Digital audio files are available in many different formats. Two of the most commonly used audio file formats are MP3 and MP4. If you are ripping (copying) music from a CD, it is usually converted into one of these formats, and most programs allow you to chose which format is used. When you download music from any of the available online media sites, the songs will automatically download in a preselected file format.
However, before you click that “rip” or “download” button you may want to consider whether you are downloading audio files in the format that best suits your needs. If you fail to get music in the right file format, the new songs may not play on some of your hardware or software. Understanding the difference between MP3 and MP4 files could save you from future incompatibility problems.
MP3 Audio File Format:
The MP3 is arguably the most useful format for digital music. MP3 files will play on almost any new portable player, such as the immensely popular Apple iPod, or the Zune, which is Microsoft’s portable player. MP3’s will play on most new home and car stereos, and are also compatible with most computer software.

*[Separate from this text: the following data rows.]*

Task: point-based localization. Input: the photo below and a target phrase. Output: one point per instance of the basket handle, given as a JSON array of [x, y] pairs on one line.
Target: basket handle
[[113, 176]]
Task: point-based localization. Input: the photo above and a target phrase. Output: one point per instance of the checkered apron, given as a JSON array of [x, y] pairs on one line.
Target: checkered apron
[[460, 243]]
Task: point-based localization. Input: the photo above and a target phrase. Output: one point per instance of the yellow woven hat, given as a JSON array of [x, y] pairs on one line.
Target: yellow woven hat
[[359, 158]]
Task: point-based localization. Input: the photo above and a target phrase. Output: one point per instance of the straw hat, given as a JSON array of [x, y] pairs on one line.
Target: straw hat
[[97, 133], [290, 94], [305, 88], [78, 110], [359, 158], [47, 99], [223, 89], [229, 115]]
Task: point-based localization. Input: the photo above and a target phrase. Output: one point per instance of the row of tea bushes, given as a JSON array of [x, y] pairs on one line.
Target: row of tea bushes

One important aspect of the MP3 format is that they will usually even play on many of the older devices. However, you may need to determine whether an MP3 is encoded with a constant bit rate (cbr) or variable bit rate (vbr). If you have older equipment, you may want to avoid vbr files.
New equipment can play both cbr and vbr MP3 files. In the long run, if you want your music to play any time, any where, on any equipment, then you should rip or download your music in the MP3 format.
MP4 Audio File Format:
The MP4 file format is also known as the M4a format. The MP4 is most common in connection with Apple. If you rip CD’s or download music using iTunes, chances are you have a lot of MP4’s. The MP4 files are often a little smaller in size than MP3 files, allowing you to fit more music on your computer or player. Other than the smaller size of MP4s, there’s no real advantage to this format.
In fact, there are potential disadvantages to using the MP4 format. MP4 files can have digital rights management (DRM) incorporated in them, which is a type of “copy protection.” DRM can cause problems when attempting to backup your files or move them to a new computer. In the past, if you chose to switch from an Apple computer over to a Windows based PC, your MP4 files would be incompatible. Fortunately, Microsoft has fixed the incompatibility problem in the new Windows 7, and Mp4 files have complete functionality. The Microsoft Zune player also works with Mp4’s.
The MP3 and MP4 file formats are two of the most commonly used formats for audio files. Understanding the difference between MP3 and MP4 file formats can prevent many potential problems and allow you to make the best of your digital music library.